AMF Rescues Turbulence Tower In Queensland - AMF Magnets New Zealand

On the day I telephoned Mr. Jesper Nielsen, a coastal and riverine engineer and a PhD candidate at the University of Queensland, he was standing on the muddy bank of a river in south east Queensland. "I am looking at the tower right now".

The fully fledged turbulence tower stood securely on the floor of the river bed, the tip of its fifteen metre mast poking just above the fast flowing river’s surface. The mast supports a three metre horizontal arm. This arm, fitted with sensors, travels up and down the mast measuring the variety of currents, eddies and turbulence, at different depths, just as it was designed to do.

Earlier in the design process, Mr Nielsen determined the mast required the assistance of aerodynamic foils attached to the mast so the tower did not fall foul (fall over) of the same currents and turbulence it was trying to measure. The foils needed to move in synchronicity with the currents and counter-intuitively with the mast they are attached to.

Also the horizontal arm, armed with sensors, needed free passage up and down the mast throughout the water column. The problem: how to attach the foils within these requirements?

“Magnets were the only solution”, he stated with deadpan authority.

Initially Mr Nielsen had dismissed magnets, concerned they would not be powerful enough and probably too expensive. Other fixing systems were examined, then discarded. He returned to magnets and tested his misgivings by googling, Magnets, Australia.
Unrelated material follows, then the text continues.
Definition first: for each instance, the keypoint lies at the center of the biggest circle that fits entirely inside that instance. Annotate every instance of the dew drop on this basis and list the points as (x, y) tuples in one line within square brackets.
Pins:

In an email to AMF Magnets soon after, Mr Nielsen wrote, ‘….thank you for your service…AMF have easily been the most efficient supplier I have worked with on this project…’, before asking, wait for it, before asking for a magnetic recommendation to his turbulence tower foil fixing issue. (Phew!) 

Contrary to his initial concerns about magnets, Mr Nielsen’s thesis abstract for his turbulence tower to the university’s PhD selection committee stated in section 2.3, '…rare earth magnets are both powerful and affordable and provide the means to attach the foils to the mast whilst permitting the horizontal arm to pass during profiling' (measuring turbulence).

On the day I called (11/12/15) I was reminded that eighty per cent of Queensland is drought declared, with the attendant misery for all involved. Mr Nielsen and researches like him are increasing our knowledge and understanding of how our rivers, estuaries and coastal marine environments operate, interact and evolve. Turbulence not withstanding.